Die faucht ihren Film-Mann an: „Ich habe die Verantwortung für meine Kinder. Und solche Menschen, wie dieser Kerl da, haben in meinem Leben nichts verloren.“ Schauplatz des Ehestreits ist ein Restaurant in Berlin-Wilmersdorf. Regisseur
Dominik Graf dreht im „Odessa“ die Fernsehserie „Im Angesicht des Verbrechens“, ein Familiendrama um organisiertes Verbrechen, das im russisch-jüdischen Milieu von Berlin und in der Ukraine spielt.

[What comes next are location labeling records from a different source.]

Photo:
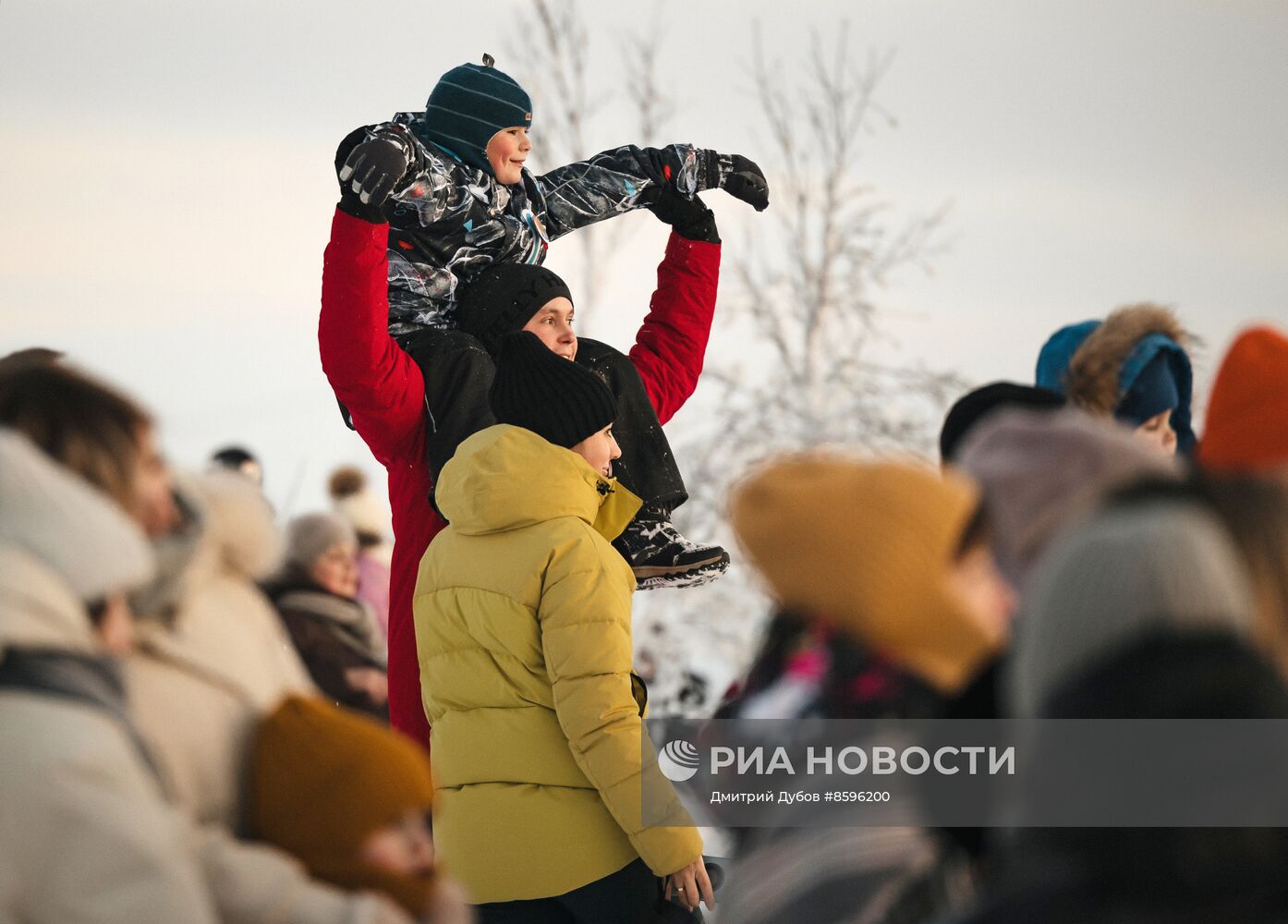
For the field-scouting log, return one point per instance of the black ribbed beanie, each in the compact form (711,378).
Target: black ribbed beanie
(540,391)
(504,298)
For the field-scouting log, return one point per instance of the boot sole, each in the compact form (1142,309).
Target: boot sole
(693,578)
(677,570)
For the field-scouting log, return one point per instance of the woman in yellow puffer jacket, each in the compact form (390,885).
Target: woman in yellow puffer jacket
(523,627)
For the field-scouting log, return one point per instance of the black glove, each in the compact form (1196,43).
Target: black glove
(742,179)
(375,168)
(689,218)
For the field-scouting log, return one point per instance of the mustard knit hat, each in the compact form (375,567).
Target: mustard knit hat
(867,547)
(322,780)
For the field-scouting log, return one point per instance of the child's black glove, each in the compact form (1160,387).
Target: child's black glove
(375,165)
(689,218)
(741,178)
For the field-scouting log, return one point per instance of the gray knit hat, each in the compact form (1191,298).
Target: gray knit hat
(310,535)
(1160,565)
(1041,469)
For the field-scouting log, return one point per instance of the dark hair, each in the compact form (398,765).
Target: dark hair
(85,425)
(31,356)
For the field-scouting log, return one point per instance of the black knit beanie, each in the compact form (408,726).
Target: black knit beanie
(974,407)
(540,391)
(504,298)
(469,104)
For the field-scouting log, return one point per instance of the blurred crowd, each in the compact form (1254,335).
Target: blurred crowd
(195,702)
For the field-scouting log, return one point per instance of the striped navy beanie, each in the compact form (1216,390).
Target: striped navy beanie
(469,104)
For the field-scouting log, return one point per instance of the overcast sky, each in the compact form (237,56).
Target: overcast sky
(167,179)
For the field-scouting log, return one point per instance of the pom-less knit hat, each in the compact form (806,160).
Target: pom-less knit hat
(66,523)
(322,780)
(867,547)
(313,534)
(504,298)
(1039,470)
(1114,578)
(542,392)
(974,407)
(469,104)
(1247,417)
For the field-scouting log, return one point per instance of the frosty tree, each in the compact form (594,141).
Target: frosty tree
(568,104)
(811,362)
(800,290)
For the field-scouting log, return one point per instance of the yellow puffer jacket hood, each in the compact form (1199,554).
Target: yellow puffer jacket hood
(523,629)
(507,479)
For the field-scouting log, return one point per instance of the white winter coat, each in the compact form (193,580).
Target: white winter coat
(205,673)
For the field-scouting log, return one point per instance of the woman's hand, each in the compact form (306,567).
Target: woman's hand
(371,681)
(690,884)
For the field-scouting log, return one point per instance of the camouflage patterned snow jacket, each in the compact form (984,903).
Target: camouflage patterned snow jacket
(448,221)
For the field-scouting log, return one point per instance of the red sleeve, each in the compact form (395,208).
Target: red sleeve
(369,372)
(673,340)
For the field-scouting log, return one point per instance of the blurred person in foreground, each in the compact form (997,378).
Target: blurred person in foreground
(1143,611)
(889,603)
(213,659)
(316,594)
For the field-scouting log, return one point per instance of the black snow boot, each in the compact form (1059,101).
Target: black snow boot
(662,558)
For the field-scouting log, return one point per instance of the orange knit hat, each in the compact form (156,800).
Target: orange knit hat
(867,547)
(322,780)
(1247,417)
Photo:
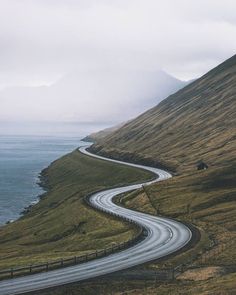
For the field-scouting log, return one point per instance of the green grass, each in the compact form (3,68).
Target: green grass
(203,198)
(61,225)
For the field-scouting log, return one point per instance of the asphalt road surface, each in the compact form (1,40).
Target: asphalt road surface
(164,237)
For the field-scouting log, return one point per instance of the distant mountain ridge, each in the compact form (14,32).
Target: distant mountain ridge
(89,96)
(196,123)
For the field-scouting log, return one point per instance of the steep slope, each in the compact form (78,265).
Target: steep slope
(198,122)
(95,136)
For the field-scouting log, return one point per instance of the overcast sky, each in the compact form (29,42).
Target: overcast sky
(44,40)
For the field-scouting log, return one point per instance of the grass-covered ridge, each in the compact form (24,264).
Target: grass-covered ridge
(61,224)
(197,122)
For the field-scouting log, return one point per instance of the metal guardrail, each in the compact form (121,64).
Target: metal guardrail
(63,262)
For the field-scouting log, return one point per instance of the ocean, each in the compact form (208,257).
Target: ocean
(22,157)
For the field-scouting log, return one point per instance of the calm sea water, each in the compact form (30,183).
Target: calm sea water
(21,160)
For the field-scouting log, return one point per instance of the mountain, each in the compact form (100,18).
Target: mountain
(95,136)
(196,123)
(89,96)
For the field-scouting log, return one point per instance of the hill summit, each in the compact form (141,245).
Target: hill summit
(197,123)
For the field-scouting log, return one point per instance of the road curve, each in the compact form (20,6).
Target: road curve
(165,236)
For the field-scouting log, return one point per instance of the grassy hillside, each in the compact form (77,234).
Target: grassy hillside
(197,122)
(61,225)
(93,137)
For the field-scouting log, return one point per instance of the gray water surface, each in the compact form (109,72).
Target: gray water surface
(21,160)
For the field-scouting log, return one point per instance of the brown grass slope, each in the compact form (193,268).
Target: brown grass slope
(197,122)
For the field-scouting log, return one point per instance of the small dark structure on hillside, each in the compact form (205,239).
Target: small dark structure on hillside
(201,165)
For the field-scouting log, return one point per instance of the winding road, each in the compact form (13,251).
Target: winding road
(164,236)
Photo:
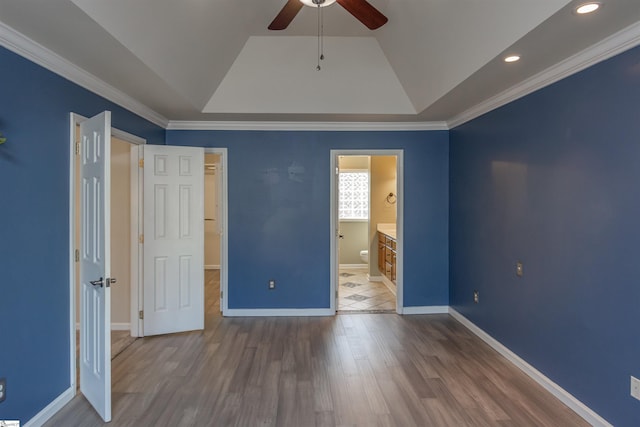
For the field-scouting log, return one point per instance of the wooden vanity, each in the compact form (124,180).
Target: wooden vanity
(387,256)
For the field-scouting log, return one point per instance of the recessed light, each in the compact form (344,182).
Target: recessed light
(588,7)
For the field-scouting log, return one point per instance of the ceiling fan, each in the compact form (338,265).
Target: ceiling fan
(362,10)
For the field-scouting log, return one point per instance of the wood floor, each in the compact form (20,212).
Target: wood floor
(347,370)
(357,293)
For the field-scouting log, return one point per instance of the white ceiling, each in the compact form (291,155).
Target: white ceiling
(215,60)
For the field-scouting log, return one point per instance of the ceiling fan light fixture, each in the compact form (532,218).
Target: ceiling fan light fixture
(585,8)
(323,3)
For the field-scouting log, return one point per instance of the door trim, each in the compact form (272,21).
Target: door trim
(333,223)
(74,121)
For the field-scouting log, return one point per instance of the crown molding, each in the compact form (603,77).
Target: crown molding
(35,52)
(306,126)
(613,45)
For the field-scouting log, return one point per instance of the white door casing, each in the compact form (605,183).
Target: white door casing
(173,239)
(95,299)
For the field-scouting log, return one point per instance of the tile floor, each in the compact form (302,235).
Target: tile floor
(356,293)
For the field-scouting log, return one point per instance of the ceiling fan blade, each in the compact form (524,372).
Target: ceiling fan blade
(286,15)
(365,13)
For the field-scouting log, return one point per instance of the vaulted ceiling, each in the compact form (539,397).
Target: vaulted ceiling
(215,60)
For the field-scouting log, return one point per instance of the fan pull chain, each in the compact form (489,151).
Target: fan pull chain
(321,34)
(319,42)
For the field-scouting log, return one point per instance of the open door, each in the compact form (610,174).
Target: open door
(95,299)
(173,283)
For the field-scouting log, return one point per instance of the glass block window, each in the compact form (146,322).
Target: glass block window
(353,188)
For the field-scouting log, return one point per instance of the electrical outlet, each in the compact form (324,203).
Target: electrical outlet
(519,269)
(635,387)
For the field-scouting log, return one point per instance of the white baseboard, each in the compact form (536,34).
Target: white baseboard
(278,312)
(561,394)
(52,408)
(427,309)
(115,326)
(120,326)
(389,284)
(352,266)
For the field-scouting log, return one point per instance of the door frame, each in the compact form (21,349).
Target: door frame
(74,122)
(333,223)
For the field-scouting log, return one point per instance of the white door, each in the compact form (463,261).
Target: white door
(95,299)
(173,239)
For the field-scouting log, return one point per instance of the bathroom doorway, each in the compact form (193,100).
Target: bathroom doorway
(365,217)
(212,234)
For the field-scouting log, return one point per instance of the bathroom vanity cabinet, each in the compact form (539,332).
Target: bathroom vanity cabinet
(387,256)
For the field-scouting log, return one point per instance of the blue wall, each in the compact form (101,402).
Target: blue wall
(553,180)
(34,227)
(279,227)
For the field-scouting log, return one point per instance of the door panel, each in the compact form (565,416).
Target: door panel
(95,302)
(174,239)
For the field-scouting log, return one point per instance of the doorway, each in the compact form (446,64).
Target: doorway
(366,230)
(214,235)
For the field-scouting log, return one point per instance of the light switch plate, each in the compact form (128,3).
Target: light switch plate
(635,387)
(519,269)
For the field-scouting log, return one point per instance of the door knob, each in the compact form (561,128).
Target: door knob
(99,282)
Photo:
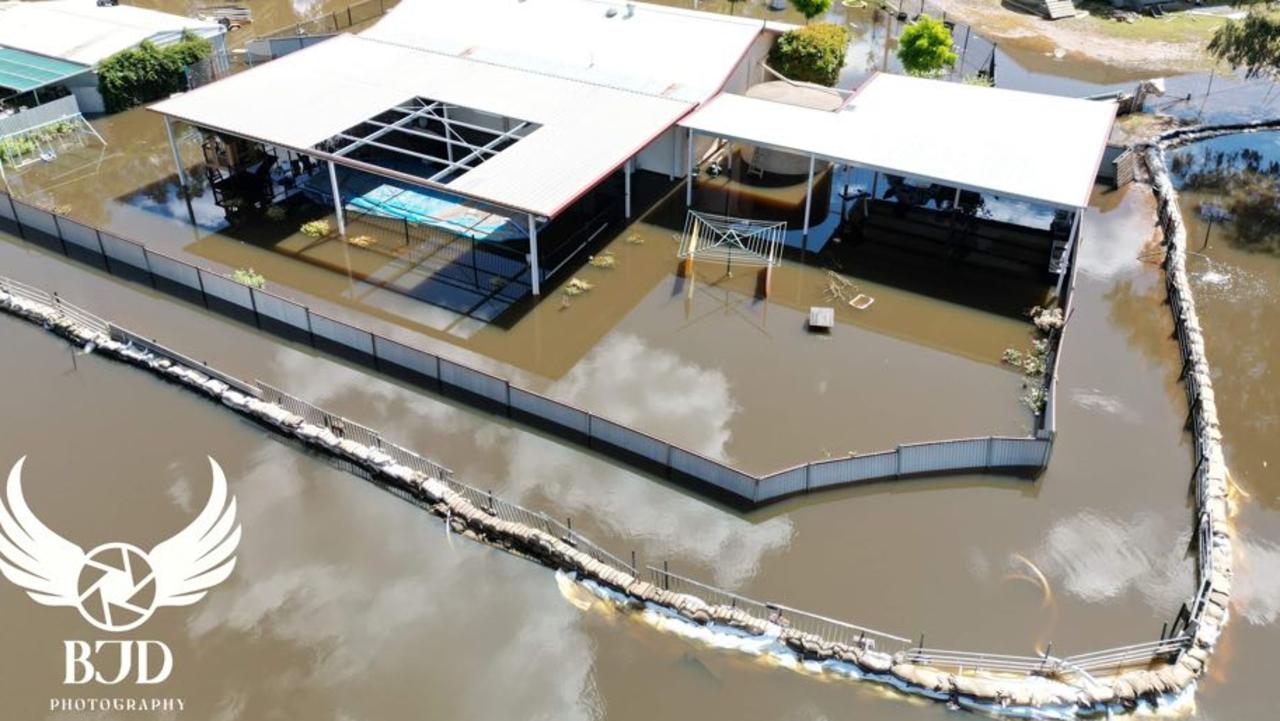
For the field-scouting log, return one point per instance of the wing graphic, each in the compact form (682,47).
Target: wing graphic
(201,555)
(33,557)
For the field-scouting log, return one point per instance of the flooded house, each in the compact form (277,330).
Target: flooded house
(475,154)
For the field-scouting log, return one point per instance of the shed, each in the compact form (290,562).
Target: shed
(80,33)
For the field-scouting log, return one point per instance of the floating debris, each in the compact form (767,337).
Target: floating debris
(576,287)
(248,277)
(604,260)
(316,229)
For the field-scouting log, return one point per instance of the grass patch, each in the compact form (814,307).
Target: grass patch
(1176,26)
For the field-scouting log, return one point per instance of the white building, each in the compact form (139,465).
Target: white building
(533,105)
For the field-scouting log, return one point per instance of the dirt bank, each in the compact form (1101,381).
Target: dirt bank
(1156,45)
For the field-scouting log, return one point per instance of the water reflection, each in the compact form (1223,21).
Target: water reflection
(1097,557)
(630,380)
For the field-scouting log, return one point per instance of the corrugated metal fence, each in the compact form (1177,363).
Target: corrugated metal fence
(39,115)
(297,322)
(822,626)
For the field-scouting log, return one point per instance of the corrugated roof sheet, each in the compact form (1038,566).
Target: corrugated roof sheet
(650,49)
(22,71)
(1031,146)
(311,95)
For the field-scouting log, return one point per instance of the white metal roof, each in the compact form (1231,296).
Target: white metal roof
(309,96)
(82,32)
(1032,146)
(649,49)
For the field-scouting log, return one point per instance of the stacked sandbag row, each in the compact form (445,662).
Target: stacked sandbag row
(1015,696)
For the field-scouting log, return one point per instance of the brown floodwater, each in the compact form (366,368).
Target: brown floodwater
(703,361)
(348,603)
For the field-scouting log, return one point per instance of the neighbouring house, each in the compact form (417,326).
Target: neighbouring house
(521,129)
(51,49)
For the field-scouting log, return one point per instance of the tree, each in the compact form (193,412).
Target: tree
(812,54)
(924,48)
(1252,42)
(146,73)
(810,9)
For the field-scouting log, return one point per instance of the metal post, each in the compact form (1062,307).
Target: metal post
(689,170)
(177,158)
(1066,254)
(675,155)
(535,279)
(808,202)
(337,200)
(448,142)
(626,182)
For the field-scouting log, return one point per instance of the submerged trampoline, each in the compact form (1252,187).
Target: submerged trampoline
(384,197)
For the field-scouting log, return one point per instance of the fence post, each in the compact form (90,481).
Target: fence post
(252,302)
(58,229)
(200,278)
(22,232)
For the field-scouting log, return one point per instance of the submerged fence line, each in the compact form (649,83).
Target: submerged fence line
(1042,681)
(296,322)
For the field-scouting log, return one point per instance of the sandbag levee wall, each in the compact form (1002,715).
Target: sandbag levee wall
(995,684)
(1207,611)
(295,322)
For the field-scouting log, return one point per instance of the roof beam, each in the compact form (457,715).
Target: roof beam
(489,146)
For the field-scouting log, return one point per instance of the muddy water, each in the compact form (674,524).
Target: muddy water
(869,555)
(348,603)
(292,633)
(1238,296)
(703,363)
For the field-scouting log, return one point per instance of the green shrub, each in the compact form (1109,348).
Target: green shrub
(28,142)
(248,277)
(146,73)
(924,48)
(316,228)
(812,54)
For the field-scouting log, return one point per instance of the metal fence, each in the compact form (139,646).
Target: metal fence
(40,115)
(636,448)
(822,626)
(338,21)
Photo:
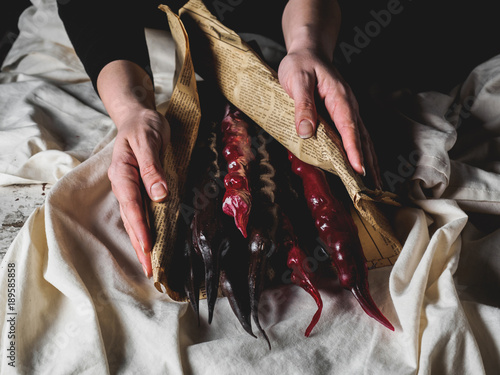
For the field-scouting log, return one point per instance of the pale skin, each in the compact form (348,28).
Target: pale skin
(310,28)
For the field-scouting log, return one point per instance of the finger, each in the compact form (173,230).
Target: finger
(302,92)
(144,258)
(342,108)
(147,151)
(125,184)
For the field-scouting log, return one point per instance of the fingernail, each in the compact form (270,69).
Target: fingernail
(305,129)
(158,191)
(145,271)
(143,248)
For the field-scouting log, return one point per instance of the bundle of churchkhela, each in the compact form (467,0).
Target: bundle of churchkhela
(261,219)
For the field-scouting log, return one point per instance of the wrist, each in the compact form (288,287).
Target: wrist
(306,39)
(125,89)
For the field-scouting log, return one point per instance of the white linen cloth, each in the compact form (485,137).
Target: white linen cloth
(84,306)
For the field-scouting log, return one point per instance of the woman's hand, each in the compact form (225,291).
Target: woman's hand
(303,74)
(127,93)
(135,167)
(310,28)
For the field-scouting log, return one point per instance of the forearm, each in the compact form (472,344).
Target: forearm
(312,25)
(125,89)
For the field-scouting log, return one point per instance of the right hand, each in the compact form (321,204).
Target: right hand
(305,73)
(141,139)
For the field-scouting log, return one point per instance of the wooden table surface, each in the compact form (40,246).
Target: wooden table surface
(17,202)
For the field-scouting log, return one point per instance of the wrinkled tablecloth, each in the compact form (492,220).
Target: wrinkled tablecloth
(82,304)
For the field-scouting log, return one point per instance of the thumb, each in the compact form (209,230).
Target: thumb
(152,174)
(305,109)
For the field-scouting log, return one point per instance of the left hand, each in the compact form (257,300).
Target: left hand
(304,73)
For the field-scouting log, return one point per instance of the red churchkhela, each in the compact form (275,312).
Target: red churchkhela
(338,231)
(237,200)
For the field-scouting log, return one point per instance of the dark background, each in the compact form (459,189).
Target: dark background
(9,16)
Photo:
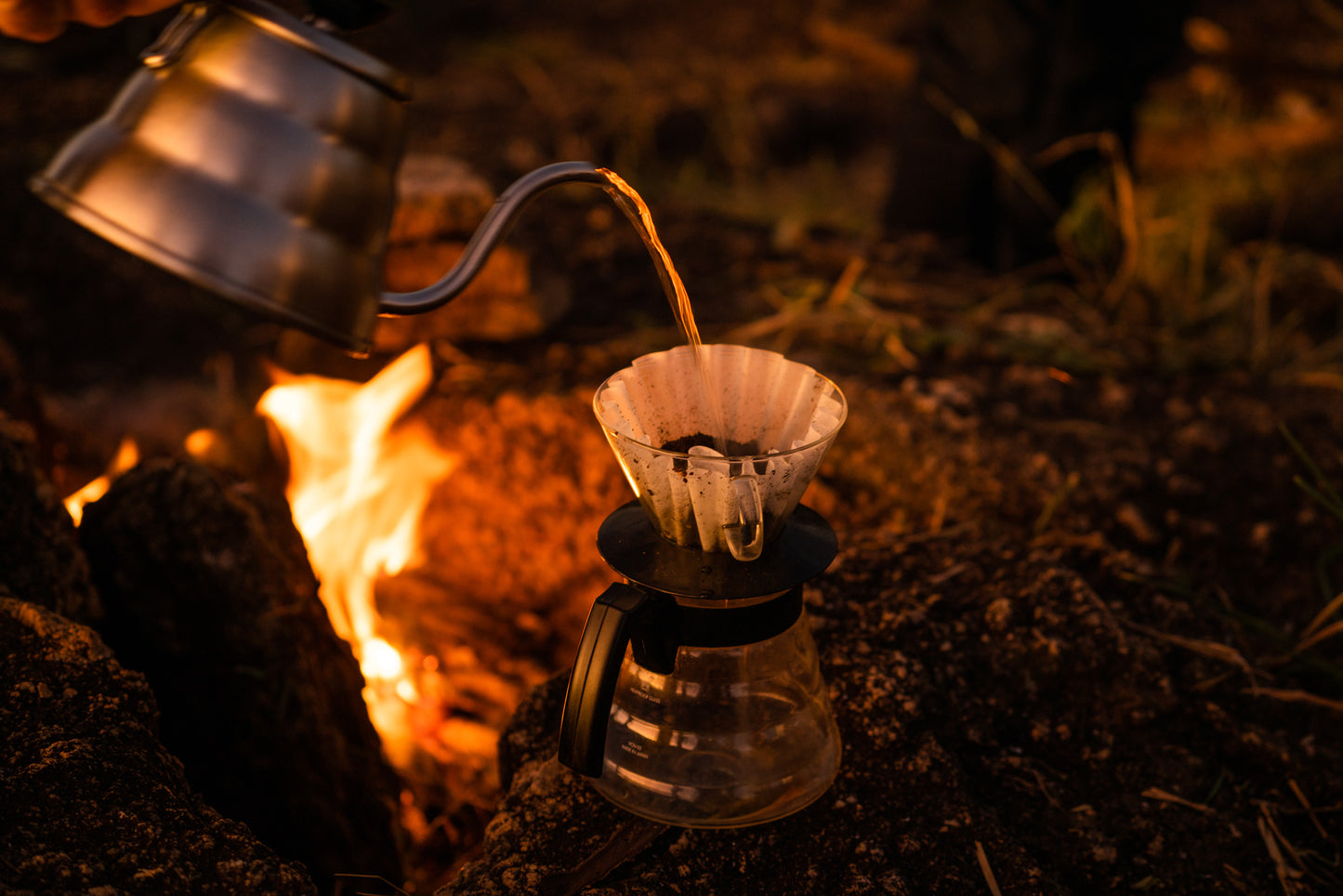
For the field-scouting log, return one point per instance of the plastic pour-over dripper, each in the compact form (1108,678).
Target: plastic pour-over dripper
(776,416)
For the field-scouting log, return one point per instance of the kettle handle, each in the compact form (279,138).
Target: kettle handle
(491,231)
(587,705)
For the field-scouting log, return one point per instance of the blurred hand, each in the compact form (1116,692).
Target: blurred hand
(45,19)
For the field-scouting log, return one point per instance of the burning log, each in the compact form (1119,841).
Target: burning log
(91,798)
(210,594)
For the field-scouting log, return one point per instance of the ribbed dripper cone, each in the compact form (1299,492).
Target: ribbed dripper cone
(778,419)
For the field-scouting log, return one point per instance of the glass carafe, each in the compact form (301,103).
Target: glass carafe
(735,736)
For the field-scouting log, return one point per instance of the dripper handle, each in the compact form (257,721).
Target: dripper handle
(587,705)
(745,536)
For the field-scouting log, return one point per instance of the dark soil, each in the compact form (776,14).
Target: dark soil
(1159,465)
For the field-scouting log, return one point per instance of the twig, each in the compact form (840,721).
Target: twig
(986,869)
(1165,796)
(1210,649)
(628,840)
(1055,500)
(1297,696)
(1285,875)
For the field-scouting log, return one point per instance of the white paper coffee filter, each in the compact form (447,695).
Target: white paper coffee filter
(766,402)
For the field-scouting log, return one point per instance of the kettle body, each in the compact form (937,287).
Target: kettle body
(253,154)
(256,156)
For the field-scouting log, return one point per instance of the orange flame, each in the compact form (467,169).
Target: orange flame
(358,489)
(126,457)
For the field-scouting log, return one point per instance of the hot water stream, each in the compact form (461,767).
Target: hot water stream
(628,201)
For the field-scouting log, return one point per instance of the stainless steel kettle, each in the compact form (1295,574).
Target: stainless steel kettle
(256,156)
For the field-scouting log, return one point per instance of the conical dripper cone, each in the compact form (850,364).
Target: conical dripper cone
(778,419)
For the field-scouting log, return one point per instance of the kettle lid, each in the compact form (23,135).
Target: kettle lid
(326,46)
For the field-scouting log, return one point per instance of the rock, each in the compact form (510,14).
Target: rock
(210,595)
(93,803)
(39,554)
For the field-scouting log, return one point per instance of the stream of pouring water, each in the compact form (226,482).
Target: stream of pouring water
(637,211)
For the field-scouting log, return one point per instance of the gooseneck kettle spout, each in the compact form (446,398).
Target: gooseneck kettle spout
(488,235)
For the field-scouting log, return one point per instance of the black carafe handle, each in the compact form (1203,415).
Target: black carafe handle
(587,705)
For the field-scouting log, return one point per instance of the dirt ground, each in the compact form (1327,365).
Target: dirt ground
(1153,403)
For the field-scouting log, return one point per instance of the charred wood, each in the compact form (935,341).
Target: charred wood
(210,595)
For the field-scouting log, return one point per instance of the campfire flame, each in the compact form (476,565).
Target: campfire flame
(126,457)
(358,488)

Das achtteilige Epos, das vom Aufwand mit einer Kinoproduktion vergleichbar ist, soll voraussichtlich im Herbst 2009 in der ARD laufen. Für Graf („
Das Gelübde“, „
Die Katze“), vielfach preisgekrönter Filmemacher, ist es das erste Mal, dass er eine Fernsehserie von der ersten bis zur letzten Folge inszeniert. Es reizt ihn, zu zeigen, dass Deutschland ein Schmelztiegel der Kulturen ist. Und er will das Motiv der Familie in vielen Facetten beleuchten. Graf weiß, dass Fallstricke lauern. „Man muss die Klischees anders erzählen“, erklärt er. Bei der Serie könnte es drastisch zugehen. Das wird bei der Frage nach dem gewünschten Sendetermin deutlich: „Ich bin nicht so scharf auf den 20.15-Uhr-Platz. Sagen wir so: Es ist ein Film für Erwachsene.“
Vor dem „Odessa“ stehen am 77. Drehtag schwarze Luxuslimousinen. Die bulligen Herren sind keine Sicherheitsleute, sondern russische Schauspieler. Eine tragende Rolle in der Serie hat der Berliner
Max Riemelt (24, „
Die Welle“), der mit seinem Filmkollegen
Ronald Zehrfeld für Graf bereits in „
Der rote Kakadu“ vor der Kamera stand. Für den Jungstar ist die Rolle des Polizisten Marek Gorsky eigentlich die erste richtige Männer-Figur - eine „angekommene Rolle“, sagt Riemelt, der für den Dreh einen schwarzen Beerdigungsanzug trägt.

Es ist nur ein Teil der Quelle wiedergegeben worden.